Prerequisite: Computer Science 37; Computer Science 58 is recommended. Cybenko, Berk.

108. Advanced Operating Systems

05W: Arrange

This course covers advanced topics in operating systems, including issues such as the hardware/software interface, operating-system structure, CPU scheduling, concurrency, virtual memory, interprocess communication, file systems, protection, security, fault tolerance, and transaction processing. The course also considers many of these topics in the context of distributed systems.

Prerequisite: Computer Science 58. McDonald.
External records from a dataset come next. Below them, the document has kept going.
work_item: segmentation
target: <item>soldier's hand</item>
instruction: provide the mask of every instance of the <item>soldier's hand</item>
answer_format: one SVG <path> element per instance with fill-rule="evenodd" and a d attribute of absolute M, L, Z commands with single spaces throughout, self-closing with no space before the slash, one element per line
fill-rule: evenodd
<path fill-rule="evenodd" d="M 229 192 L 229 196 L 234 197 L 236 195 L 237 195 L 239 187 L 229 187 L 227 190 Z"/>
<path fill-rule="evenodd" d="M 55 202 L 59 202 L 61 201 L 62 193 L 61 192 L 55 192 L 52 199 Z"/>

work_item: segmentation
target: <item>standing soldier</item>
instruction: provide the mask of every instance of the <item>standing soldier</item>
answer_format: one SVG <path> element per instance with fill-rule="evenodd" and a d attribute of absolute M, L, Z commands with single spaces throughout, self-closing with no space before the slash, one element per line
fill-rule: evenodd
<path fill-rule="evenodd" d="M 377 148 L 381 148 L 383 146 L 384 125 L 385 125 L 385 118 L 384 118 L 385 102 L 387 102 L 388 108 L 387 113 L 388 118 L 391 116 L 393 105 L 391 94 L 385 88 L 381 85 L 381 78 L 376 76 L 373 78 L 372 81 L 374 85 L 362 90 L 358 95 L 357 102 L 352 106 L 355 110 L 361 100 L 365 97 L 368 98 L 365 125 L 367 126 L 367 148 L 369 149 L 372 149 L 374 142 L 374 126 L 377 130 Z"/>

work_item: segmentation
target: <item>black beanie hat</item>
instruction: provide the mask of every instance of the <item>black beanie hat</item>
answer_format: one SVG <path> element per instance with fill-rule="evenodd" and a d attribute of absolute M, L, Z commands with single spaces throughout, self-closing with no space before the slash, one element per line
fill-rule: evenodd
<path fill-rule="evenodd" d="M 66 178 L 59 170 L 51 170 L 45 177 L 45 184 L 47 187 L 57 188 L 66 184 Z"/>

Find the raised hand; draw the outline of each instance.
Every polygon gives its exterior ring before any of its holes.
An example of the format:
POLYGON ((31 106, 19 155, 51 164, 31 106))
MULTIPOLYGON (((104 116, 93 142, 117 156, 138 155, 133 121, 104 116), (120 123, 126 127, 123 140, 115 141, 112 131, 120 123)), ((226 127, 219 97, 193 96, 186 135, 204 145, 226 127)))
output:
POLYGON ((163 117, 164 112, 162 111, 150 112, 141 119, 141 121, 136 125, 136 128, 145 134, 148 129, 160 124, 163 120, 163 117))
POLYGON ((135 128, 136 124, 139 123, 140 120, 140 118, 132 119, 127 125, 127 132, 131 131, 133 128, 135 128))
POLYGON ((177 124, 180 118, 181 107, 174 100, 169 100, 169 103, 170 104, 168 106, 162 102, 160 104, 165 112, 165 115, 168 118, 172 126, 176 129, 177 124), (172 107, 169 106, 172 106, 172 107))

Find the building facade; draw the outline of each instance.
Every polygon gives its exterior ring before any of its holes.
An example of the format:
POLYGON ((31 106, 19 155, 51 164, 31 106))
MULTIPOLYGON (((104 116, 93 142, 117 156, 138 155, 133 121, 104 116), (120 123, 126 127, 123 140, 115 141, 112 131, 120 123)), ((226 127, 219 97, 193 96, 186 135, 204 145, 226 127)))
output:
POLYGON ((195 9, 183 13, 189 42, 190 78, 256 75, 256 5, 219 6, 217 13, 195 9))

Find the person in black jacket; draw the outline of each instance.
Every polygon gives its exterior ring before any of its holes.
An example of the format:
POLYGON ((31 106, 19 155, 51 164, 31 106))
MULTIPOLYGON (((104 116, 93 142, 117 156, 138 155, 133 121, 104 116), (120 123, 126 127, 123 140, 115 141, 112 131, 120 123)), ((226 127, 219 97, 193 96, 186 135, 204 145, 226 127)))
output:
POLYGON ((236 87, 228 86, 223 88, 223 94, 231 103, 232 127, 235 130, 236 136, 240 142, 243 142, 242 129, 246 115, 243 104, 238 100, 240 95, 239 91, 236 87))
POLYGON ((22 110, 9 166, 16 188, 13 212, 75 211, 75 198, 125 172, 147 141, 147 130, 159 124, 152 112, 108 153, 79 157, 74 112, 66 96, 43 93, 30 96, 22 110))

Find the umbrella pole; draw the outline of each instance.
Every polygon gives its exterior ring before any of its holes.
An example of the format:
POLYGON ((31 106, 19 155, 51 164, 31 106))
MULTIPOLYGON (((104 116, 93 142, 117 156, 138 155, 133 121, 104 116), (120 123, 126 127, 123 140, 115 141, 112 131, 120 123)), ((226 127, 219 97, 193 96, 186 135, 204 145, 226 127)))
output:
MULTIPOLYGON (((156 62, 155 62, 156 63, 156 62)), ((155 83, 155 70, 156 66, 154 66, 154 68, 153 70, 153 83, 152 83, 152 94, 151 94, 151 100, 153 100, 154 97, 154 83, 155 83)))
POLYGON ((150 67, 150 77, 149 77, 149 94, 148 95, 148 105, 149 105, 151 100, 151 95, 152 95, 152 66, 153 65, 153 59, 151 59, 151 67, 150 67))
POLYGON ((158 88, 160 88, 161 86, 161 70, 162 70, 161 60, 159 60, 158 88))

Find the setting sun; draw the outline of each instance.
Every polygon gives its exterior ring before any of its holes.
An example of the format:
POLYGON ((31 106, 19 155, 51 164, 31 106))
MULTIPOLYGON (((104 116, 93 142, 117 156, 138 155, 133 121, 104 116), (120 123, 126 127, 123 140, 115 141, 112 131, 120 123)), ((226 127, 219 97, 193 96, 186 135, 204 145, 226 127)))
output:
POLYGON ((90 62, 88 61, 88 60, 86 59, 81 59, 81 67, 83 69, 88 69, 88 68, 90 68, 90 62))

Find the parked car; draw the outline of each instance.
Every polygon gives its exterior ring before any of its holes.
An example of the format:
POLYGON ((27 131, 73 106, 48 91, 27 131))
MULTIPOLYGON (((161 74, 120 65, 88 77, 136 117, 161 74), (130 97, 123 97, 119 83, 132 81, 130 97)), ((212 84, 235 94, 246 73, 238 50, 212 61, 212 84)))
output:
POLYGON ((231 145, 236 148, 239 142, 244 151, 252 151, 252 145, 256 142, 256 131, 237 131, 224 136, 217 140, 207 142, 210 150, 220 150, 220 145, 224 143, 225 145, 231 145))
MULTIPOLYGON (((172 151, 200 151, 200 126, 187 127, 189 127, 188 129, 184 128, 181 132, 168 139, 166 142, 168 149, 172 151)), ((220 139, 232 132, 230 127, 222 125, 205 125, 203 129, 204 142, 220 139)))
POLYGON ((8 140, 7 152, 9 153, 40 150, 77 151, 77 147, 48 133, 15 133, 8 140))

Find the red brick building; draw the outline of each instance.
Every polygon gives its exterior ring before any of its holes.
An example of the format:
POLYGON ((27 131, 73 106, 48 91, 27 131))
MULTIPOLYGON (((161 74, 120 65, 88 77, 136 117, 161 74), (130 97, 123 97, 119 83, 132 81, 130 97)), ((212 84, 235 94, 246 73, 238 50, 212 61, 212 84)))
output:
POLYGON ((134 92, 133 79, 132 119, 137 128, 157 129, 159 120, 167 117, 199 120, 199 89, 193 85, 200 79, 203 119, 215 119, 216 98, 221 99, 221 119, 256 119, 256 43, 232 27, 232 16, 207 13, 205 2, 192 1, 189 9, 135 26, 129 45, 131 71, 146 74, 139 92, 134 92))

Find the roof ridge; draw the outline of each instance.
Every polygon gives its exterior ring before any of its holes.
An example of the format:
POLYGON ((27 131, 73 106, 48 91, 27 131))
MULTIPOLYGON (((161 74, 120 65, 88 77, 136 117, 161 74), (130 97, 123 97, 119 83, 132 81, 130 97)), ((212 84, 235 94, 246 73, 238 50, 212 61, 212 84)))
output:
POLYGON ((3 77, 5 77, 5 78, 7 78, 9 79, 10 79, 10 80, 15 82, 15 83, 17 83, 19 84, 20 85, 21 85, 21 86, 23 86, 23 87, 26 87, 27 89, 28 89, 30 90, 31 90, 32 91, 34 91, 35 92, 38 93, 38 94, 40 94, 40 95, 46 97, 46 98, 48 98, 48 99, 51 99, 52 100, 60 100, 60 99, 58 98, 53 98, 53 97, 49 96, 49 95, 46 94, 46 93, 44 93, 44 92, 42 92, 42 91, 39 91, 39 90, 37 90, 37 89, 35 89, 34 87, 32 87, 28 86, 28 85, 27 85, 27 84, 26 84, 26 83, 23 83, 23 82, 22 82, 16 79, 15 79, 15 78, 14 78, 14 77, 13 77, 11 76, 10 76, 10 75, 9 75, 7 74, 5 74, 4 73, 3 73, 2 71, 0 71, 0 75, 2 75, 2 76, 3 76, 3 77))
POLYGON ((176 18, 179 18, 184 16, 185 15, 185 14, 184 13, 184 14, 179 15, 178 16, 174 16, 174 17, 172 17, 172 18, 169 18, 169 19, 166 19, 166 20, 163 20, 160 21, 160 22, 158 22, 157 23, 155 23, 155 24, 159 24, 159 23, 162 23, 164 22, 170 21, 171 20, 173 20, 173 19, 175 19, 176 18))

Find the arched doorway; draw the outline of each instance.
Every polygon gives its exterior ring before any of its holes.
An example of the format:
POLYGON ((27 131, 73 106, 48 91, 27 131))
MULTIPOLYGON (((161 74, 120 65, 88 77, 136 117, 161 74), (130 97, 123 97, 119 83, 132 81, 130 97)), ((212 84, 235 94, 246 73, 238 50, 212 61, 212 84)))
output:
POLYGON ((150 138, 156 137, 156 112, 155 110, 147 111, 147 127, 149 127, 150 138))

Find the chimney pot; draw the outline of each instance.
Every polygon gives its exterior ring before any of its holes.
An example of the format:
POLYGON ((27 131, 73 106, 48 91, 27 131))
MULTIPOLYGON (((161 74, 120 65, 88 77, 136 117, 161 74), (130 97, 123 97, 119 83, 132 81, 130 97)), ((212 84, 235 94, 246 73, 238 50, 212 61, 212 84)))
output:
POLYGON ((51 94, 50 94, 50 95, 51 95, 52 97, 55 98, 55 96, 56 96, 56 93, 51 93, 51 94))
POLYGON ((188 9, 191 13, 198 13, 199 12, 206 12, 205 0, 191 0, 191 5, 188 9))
109. Theory of Computation

05S: 10

Building on the material covered in a standard undergraduate course, this course studies aspects of both computability and complexity. The study of computability includes Reductions, Rice’s theorems, Post Correspondence Problem, Valid Computations, Kleene Hierarchy, and the Recursion Theorem. The study of complexity covers some results on space complexity (Savitch’s Theorem, Immerman’s Theorem, Pspace), Cook-Levin Theorem and the Hardness of Approximation. Additional topics are covered if there is time.

Prerequisite: Computer Science 49. Jayanti.

110. Writing, Presenting, and Evaluating Technical Papers in Computer Science

Not offered in the period from 04F to 05X

Students will learn how to write technical papers in computer science, how to present technical papers in a conference-talk setting, and how program committees and journal editors evaluate technical papers. Writing topics include the proper use of technical typesetting software, organization of technical papers, and English usage. Students will write technical papers, produce official course notes, and give oral presentations.

Prerequisite: Each student must submit a short expository piece to be evaluated by the instructor at the start of the course; only those students meeting a required level of competence will be permitted to take the course for a grade. Students should also have a Computer Science background sufficient to understand research papers.

Enrollment limited.

118. Programming Languages

05S: Arrange

This course covers fundamental and advanced topics in the design, implementation and use of imperative, functional, logical and object-oriented programming languages. Topics covered include formal definitions of languages, tools for automatic program translation, parameter passing, scoping, type systems, control structures and automatic memory management. For each language category, implementation issues will be discussed, and program development strategies illustrated through programming exercises.

Prerequisite: Computer Science 68. Undergraduate courses in compilers (Computer Science 48) are recommended. McKeeman.

180. Reading Course

181. Special Topics Seminar

185. Algorithms Seminar

05W: Arrange Drysdale.

186. Numerical Analysis Seminar

187. Computer Architecture and Hardware Seminar

188. Computer Systems Seminar

04F: Arrange Farid.

04F: Arrange Donald.

05S: Arrange Bailey-Kellogg.

05S:Arrange Balkcom.

05S:Arrange Makedon.

Prerequisite: Computer Science 23, 25, and 37, or permission of the instructor. Computer Science 58 may be recommended.

257. Supervised Undergraduate Teaching

May be taken multiple times for credit. One course equivalent.

297. Graduate Research

Student participates in research under the supervision of a faculty member. May be taken multiple times for credit. One course equivalent.

298. Thesis Research

Student participates in research under the supervision of a faculty member. May be taken multiple times for credit. Two course equivalents.

299. Full-Time Thesis Research

Student participates in research under the supervision of a faculty member. May be taken multiple times for credit. Three course equivalents.